On 04/27/2003 05:38 PM, Bob Sciamanda wrote:
| a) Given a potential, equipotential lines can always be
| constructed. They represent the exterior derivative
| of the potential.

Does the exterior derivative of the potential generate the vector E field
or the equipotentials?

It depends.... Here are some true facts that
may or may not answer the question:

1) The gradient of the potential is a vector.

2) The exterior derivative of the potential is a
one-form.

3) If you have a metric, the distinction between
the two is minor. One is the dual of the other.

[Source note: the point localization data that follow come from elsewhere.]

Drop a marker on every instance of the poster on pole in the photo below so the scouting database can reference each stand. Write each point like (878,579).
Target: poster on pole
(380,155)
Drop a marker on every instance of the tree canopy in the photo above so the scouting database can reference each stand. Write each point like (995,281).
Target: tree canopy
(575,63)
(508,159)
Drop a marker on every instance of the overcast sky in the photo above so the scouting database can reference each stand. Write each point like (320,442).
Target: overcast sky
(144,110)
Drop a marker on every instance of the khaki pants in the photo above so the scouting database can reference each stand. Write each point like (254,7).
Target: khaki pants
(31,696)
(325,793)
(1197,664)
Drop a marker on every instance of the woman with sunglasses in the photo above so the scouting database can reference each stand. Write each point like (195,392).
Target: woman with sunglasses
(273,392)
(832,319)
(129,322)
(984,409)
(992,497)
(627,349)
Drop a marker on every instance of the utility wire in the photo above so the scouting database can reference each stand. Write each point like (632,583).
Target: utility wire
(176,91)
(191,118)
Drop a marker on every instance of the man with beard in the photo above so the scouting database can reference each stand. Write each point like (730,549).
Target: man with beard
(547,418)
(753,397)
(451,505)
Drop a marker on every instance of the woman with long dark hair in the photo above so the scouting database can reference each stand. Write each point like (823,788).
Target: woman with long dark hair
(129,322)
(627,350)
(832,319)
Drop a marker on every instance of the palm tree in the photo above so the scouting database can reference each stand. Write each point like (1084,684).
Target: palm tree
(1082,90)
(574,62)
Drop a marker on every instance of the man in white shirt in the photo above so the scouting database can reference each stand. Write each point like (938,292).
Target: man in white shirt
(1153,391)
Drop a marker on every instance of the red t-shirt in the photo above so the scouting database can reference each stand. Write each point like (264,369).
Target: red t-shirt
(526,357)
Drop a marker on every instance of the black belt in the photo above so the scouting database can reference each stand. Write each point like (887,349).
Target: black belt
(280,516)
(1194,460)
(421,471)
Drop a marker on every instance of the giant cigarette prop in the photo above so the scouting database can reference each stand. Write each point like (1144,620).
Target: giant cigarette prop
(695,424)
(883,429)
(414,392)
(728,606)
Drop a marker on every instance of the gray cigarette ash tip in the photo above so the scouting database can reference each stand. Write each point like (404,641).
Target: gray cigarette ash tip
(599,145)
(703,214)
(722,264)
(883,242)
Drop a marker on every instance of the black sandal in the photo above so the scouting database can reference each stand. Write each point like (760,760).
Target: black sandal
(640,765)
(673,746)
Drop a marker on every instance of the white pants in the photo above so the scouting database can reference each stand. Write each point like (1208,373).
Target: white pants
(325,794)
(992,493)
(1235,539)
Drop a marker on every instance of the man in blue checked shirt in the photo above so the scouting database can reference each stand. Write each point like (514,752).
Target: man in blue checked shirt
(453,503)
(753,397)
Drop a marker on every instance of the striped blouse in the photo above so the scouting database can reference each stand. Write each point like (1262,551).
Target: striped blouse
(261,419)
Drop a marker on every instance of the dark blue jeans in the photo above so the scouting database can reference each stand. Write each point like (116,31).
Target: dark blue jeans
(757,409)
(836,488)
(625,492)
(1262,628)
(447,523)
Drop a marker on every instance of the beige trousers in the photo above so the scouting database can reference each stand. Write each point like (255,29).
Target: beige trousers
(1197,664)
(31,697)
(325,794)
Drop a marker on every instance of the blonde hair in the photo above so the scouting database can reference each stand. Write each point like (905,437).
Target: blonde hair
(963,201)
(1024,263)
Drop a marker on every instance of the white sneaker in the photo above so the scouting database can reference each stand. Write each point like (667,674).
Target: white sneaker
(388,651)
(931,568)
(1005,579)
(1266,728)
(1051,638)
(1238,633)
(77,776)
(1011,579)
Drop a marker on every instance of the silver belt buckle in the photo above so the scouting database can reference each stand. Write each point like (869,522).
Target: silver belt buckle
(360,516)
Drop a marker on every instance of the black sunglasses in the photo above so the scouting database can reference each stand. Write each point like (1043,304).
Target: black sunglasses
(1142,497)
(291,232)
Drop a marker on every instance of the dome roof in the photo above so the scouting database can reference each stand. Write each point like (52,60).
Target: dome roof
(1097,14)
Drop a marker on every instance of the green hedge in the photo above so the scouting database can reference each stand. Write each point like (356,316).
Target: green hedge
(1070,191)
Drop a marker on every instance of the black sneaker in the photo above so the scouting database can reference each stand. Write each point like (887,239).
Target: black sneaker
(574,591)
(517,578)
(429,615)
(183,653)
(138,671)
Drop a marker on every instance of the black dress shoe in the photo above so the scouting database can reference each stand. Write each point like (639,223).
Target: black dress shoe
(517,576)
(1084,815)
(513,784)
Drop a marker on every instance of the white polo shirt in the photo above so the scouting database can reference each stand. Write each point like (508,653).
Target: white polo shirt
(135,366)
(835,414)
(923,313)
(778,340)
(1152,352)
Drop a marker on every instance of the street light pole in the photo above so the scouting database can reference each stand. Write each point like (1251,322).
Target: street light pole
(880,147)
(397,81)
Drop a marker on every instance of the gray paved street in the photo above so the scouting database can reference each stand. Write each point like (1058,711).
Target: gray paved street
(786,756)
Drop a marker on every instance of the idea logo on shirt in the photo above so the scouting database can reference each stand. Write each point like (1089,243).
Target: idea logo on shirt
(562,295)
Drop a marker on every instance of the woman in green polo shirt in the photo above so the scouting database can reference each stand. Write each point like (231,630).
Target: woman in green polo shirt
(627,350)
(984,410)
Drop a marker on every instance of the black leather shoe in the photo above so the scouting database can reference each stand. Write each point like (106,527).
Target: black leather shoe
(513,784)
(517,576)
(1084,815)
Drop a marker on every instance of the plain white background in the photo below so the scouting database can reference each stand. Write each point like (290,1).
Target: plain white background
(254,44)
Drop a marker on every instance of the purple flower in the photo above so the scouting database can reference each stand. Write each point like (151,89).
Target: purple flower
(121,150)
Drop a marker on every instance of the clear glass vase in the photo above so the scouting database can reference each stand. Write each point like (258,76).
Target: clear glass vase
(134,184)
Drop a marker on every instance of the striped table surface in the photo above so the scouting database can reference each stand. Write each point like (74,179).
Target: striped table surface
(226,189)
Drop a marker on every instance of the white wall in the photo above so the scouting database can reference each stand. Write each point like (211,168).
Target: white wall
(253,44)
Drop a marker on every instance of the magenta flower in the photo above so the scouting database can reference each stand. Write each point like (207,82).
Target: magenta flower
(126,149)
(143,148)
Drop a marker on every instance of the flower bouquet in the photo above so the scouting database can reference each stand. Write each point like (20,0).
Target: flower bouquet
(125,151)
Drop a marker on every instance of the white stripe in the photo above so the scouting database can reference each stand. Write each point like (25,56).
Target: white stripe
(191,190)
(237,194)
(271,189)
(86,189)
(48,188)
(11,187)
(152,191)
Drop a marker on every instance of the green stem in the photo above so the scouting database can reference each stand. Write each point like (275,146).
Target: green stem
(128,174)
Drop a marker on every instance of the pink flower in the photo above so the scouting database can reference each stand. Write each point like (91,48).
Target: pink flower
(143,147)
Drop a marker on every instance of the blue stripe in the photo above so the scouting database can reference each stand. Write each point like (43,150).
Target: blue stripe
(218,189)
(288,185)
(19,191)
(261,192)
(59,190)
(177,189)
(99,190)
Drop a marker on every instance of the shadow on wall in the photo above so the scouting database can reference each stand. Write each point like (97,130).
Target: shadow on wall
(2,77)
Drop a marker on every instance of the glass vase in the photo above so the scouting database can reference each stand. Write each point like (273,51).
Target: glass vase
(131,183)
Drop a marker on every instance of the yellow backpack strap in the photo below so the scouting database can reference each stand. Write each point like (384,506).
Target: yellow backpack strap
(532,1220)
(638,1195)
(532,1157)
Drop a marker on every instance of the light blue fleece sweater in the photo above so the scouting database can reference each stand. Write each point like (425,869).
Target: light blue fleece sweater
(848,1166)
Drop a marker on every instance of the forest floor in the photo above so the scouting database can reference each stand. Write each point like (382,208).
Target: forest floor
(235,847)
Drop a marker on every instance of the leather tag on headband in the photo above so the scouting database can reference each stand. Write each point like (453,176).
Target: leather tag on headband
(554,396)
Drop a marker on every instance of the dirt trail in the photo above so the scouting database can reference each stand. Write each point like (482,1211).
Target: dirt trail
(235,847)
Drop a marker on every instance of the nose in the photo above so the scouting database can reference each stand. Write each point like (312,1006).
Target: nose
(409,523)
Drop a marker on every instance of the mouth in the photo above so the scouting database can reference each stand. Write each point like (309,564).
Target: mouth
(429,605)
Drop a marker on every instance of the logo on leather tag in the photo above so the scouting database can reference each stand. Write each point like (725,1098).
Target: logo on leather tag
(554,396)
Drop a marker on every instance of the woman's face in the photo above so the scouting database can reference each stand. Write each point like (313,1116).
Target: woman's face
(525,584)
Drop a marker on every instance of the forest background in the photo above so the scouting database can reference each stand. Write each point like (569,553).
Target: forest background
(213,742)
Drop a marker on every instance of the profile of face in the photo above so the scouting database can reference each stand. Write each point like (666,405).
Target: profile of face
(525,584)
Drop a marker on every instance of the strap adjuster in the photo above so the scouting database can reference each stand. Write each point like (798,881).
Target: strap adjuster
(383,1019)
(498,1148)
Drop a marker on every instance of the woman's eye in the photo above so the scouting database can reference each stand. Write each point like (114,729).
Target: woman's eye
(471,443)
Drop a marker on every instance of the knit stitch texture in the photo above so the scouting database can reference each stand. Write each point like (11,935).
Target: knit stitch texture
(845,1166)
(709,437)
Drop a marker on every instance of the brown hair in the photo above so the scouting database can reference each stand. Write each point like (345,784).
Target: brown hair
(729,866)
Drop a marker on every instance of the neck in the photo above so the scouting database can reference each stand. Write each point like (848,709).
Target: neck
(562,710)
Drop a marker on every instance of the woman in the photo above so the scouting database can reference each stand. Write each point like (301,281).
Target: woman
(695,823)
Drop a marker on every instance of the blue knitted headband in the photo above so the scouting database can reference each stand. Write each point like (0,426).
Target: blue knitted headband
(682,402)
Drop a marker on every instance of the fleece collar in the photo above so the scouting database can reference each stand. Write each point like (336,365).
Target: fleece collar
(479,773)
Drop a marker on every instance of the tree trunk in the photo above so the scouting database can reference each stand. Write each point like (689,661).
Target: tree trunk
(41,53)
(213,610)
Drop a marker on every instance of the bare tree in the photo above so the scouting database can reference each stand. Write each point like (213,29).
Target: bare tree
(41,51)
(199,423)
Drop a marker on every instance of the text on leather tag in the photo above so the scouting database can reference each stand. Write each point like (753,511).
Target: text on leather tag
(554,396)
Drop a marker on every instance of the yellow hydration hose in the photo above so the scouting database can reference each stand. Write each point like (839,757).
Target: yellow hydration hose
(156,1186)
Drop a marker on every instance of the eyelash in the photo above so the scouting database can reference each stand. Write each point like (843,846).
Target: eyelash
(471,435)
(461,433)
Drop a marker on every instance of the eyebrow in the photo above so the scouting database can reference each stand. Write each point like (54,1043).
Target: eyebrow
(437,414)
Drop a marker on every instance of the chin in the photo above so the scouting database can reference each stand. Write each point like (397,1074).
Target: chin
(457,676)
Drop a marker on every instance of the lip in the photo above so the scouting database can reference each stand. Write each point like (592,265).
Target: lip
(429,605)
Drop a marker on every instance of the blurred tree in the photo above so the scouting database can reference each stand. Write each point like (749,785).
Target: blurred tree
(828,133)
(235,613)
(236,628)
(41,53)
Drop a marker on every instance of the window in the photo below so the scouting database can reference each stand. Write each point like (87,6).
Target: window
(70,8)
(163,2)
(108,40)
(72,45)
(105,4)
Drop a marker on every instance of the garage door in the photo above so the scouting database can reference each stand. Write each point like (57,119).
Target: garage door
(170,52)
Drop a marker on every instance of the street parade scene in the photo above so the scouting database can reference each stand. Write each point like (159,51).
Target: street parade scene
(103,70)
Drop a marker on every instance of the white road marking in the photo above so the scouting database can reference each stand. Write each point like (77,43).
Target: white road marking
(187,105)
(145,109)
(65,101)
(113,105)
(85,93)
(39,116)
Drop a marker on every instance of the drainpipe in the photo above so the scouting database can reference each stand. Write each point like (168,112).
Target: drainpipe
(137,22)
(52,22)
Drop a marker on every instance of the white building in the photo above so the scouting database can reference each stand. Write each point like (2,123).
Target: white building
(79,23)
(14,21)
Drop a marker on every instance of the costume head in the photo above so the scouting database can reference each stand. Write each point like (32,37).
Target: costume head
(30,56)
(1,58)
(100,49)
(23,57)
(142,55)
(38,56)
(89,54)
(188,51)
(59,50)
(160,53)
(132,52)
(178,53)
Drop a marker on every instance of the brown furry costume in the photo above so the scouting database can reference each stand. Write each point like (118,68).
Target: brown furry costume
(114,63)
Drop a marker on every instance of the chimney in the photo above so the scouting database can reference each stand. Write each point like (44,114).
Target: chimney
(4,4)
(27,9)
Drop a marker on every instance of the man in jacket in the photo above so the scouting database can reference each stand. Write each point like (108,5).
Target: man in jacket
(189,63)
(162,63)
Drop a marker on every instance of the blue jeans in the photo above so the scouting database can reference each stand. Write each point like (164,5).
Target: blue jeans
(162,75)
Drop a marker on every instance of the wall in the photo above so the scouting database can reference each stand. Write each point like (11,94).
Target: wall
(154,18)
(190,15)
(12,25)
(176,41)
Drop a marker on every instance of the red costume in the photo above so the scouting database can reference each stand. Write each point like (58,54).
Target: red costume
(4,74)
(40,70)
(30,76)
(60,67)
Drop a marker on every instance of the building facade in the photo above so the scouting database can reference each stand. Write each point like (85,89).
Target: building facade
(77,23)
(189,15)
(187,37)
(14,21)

If you have a nice Cartesian metric, the distinction
between them is practically imperceptible. The
components of one are numerically equal to the
components of the other.

4) As to assertion that the exterior derivative
generates the equipotential lines, I'm not sure
"generates" is exactly the right verb, but I
agree with the basic sentiment. The contour
lines are the natural representation of the
exterior derivative.

A slightly technical point: You know the
distinction between a number and a numeral.
-- I consider the one-form to be highly
abstract, like a number.
-- I consider the contour lines to be a
concrete representation thereof, like a
numeral.

5) In contrast, the natural representation for
the gradient (a vector field) is a bunch of
arrows. They are oriented perpendicular to
the contour lines.

6) If cases (e.g. thermodynamics) where you don't
have a metric, I don't know how to define a
gradient, and I wouldn't know what to do with
a gradient if you gave me one. The exterior
derivative is the only game in town AFAIK.

You can see how this works by looking at the
first-order term in the multi-dimensional
Taylor series:

delta Phi = (d Phi | delta x)

where

Phi = some potential
d Phi = the exterior derivative of Phi
(A | B) = the contraction of a one-form A
with a vector B
i.e. the number of times the arrow representing B
pierces the contours representing A.

Contraction of a one-form with a vector is purely
geometrical and can be performed just fine without
a metric.

In contrast, the dot product of one vector with
another cannot be performed without a metric.
This includes dotting delta x (a vector) with the
gradient (a vector, if it exists at all).

In thermodynamics, there are various potentials
including E, S, P, V, et cetera. In general
AFAIK there is no such thing as the "gradient" of
the pressure. But the exterior derivative dP is
a well-defined (exact) one-form. And VdP is a
well-defined (non-exact) one-form. As good
geometric objects should, they exist quite
independent of what variables, if any, you have
chosen to consider the "independent" variables.

If this doesn't answer the question, please ask
again.